Design and construction
- Architect: Pierre Dufau

= Hôtel Pullman Paris Tour Eiffel =

Hotel in Paris

Pullman Paris Tour Eiffel

The Pullman Paris Tour Eiffel is a four-star hotel located in Paris’s 15th district, near the Eiffel Tower and the Champ de Mars. Opened in 1966 as the Paris Hilton, the building was designed by French architect Pierre Dufau and has operated under the Pullman brand since 2009. It is one of the closest hotels to the Eiffel Tower.

Its location and architecture give a number of rooms and upper-floor spaces direct views of the Eiffel Tower and the surrounding Paris skyline.

History

The hotel opened in April 1966 as part of the development of international hotel chains in Paris during the second half of the 20th century. At the time, it introduced standards associated with modern international hospitality.

In 2009, the property became the Pullman Paris Tour Eiffel. A major renovation followed in the early 2010s, with interior design work led by French designer Christophe Pillet.

Architecture and location

Designed by Pierre Dufau, the building reflects the modernist architecture of the 1960s. It stands between Avenue de Suffren and Rue Jean-Rey, a short distance from the Eiffel Tower.

This unusual proximity creates a strong visual relationship between the hotel and one of Paris’s best-known landmarks, making the building a distinctive part of the contemporary architectural landscape around the Champ de Mars.

Hotel facilities

The hotel comprises 430 rooms and suites across 11 floors. Several room categories have balconies and views towards the Eiffel Tower, the Trocadéro or the hotel gardens.

The hotel’s restaurant, FRAME, is located on the ground floor and includes a bar, a terrace and an interior garden.

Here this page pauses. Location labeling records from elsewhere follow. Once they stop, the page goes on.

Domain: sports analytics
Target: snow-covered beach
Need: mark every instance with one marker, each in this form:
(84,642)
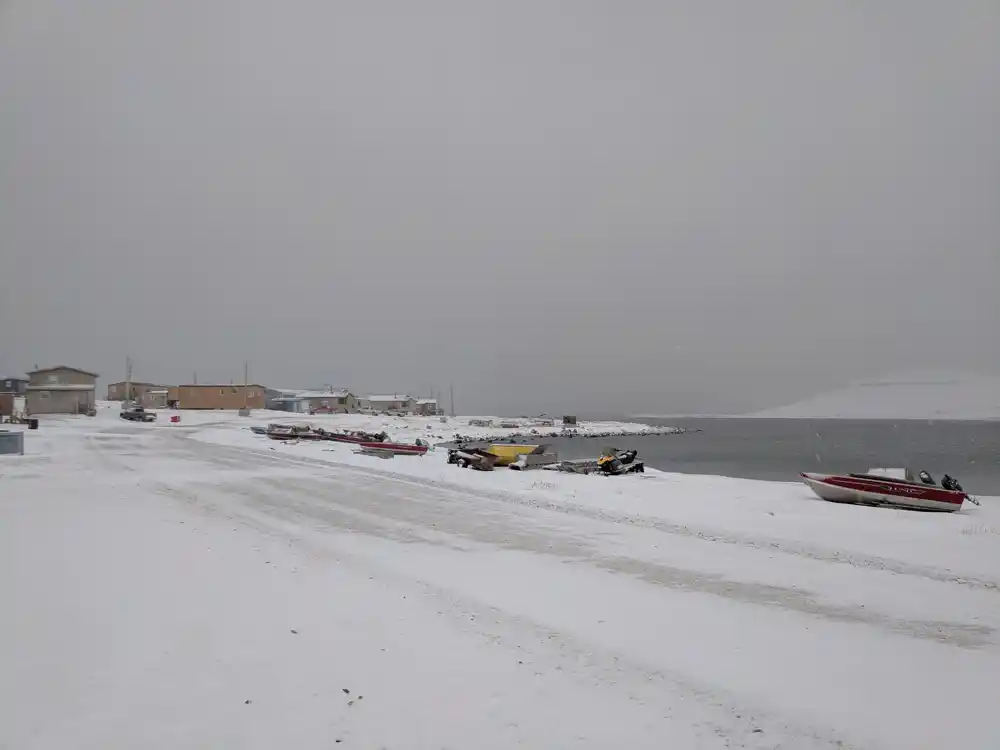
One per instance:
(196,585)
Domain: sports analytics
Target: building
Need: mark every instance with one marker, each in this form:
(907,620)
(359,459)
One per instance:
(154,398)
(116,391)
(17,386)
(427,407)
(396,402)
(216,396)
(61,390)
(339,401)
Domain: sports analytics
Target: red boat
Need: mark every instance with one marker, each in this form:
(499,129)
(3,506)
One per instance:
(894,488)
(348,437)
(400,449)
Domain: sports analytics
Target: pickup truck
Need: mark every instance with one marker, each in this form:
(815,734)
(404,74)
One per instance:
(137,414)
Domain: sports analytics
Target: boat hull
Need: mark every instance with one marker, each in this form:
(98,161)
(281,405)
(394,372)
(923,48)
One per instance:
(874,491)
(400,449)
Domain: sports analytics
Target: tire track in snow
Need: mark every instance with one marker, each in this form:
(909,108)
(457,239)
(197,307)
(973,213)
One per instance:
(782,546)
(732,721)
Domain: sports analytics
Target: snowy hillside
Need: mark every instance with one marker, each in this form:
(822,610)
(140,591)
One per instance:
(954,397)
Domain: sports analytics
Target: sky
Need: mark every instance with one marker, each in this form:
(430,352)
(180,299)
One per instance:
(671,207)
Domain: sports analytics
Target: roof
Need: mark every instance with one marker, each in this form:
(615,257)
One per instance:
(219,385)
(62,387)
(323,394)
(63,367)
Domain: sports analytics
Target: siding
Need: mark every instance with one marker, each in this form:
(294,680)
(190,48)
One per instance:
(219,397)
(59,402)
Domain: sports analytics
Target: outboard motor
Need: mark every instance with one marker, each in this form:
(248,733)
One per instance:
(948,482)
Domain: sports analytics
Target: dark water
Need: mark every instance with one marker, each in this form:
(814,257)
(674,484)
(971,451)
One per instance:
(778,449)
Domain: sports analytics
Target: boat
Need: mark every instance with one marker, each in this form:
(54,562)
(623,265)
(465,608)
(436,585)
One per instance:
(894,488)
(291,432)
(507,453)
(399,449)
(351,437)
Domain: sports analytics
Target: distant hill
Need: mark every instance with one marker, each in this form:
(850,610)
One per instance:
(936,397)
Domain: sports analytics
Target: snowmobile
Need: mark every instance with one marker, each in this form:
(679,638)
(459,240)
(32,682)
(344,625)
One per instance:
(615,463)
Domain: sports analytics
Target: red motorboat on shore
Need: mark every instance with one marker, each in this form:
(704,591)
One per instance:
(351,437)
(399,449)
(894,488)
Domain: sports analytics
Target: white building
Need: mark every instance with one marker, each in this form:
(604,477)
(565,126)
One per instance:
(399,403)
(427,407)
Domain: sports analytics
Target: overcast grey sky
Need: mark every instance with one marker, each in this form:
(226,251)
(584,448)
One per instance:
(614,206)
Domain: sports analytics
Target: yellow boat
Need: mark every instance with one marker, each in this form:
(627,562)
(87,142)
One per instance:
(507,453)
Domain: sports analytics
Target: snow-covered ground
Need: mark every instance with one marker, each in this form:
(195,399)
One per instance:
(922,397)
(195,585)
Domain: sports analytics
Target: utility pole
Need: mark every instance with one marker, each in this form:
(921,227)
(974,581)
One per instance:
(128,380)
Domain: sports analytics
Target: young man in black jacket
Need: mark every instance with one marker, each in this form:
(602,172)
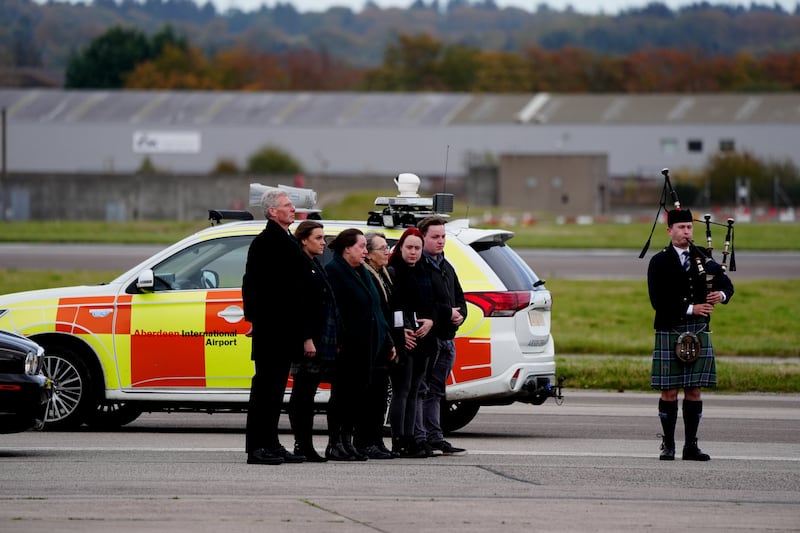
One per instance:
(450,310)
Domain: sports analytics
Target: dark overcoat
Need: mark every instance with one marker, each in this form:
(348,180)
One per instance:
(274,289)
(447,294)
(364,340)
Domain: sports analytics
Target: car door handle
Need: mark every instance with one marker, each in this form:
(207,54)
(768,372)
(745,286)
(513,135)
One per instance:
(232,314)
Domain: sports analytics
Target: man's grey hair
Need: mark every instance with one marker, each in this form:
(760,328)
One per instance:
(271,198)
(370,235)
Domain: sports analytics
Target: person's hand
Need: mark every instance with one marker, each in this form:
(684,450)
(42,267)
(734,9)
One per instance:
(702,309)
(411,340)
(425,325)
(309,350)
(714,297)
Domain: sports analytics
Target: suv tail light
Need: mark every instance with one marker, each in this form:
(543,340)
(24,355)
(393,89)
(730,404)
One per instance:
(498,304)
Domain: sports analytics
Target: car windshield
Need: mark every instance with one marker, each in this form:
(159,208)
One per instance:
(512,270)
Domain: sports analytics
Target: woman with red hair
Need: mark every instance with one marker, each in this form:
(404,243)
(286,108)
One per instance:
(413,295)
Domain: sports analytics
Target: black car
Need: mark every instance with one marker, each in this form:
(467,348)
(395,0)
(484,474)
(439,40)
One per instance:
(24,389)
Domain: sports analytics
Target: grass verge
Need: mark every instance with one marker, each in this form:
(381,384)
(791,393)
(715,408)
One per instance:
(614,317)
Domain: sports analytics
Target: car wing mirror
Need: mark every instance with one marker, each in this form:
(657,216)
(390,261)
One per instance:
(210,279)
(146,280)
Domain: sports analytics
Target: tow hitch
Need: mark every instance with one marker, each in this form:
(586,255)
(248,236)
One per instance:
(540,389)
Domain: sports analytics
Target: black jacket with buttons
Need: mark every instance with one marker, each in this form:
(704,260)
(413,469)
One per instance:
(672,289)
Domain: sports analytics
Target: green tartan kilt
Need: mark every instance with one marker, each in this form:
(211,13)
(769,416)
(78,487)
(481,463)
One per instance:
(670,373)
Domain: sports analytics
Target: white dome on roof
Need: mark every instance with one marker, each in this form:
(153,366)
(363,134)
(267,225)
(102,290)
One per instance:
(407,184)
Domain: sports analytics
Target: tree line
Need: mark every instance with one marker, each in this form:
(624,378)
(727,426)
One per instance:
(127,58)
(46,35)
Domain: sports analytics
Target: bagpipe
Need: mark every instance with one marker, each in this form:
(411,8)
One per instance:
(700,254)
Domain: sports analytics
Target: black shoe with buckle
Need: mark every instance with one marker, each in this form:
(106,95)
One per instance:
(667,450)
(288,457)
(692,453)
(261,456)
(445,448)
(337,452)
(373,452)
(309,453)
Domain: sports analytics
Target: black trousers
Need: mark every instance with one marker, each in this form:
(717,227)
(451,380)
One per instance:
(272,362)
(370,429)
(302,407)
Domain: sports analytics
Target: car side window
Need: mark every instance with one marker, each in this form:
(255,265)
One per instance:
(214,264)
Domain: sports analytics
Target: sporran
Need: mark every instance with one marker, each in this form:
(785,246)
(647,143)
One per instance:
(688,347)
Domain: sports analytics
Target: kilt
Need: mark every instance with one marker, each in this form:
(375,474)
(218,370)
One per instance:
(669,373)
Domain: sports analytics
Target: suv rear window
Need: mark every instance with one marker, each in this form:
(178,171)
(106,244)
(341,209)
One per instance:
(512,270)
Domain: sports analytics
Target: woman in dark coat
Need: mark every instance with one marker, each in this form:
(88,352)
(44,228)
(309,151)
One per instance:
(315,364)
(413,295)
(364,340)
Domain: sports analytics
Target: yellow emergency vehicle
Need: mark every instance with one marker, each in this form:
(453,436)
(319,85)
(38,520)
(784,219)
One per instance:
(170,334)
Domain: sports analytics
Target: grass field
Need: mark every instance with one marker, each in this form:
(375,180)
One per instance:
(605,327)
(606,330)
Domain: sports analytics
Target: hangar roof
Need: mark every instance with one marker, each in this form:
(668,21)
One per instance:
(351,109)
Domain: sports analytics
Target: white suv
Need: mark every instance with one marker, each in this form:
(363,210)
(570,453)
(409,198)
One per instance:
(170,334)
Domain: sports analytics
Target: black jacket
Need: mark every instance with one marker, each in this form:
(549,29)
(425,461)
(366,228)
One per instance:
(274,288)
(447,294)
(364,339)
(672,289)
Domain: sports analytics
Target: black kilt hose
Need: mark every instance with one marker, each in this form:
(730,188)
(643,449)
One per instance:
(670,373)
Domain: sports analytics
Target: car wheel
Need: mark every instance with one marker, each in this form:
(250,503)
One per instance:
(456,415)
(113,415)
(72,399)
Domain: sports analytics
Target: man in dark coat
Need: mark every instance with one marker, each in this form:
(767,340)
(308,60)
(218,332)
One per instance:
(450,311)
(272,293)
(684,286)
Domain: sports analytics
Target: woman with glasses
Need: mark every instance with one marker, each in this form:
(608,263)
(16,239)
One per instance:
(369,439)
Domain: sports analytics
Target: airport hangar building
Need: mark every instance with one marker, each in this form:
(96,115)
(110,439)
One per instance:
(544,151)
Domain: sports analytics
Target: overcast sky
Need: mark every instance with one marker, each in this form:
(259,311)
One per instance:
(583,6)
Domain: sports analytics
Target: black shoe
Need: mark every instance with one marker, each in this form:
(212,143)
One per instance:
(692,453)
(417,450)
(373,452)
(309,453)
(382,447)
(261,456)
(288,457)
(445,448)
(667,450)
(336,452)
(357,455)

The property also includes 24 meeting and event spaces covering approximately 2,200 square metres. These range from meeting rooms and reception spaces to upper-floor venues overlooking the Eiffel Tower and the Paris skyline.

Cultural references

Since its opening, the hotel has hosted public figures from the worlds of music, cinema, fashion and sport. The hotel has notably associated its history with guests including Serge Gainsbourg, Elizabeth Taylor, Karl Lagerfeld and Usain Bolt.

Its proximity to the Eiffel Tower, large reception rooms and views over Paris have also made the property a location for film shoots, television productions and fashion events.

These connections with cinema, fashion and international travel form part of the hotel’s identity, which has evolved from the American-inspired modernism of the 1960s to its current position within contemporary Parisian hospitality.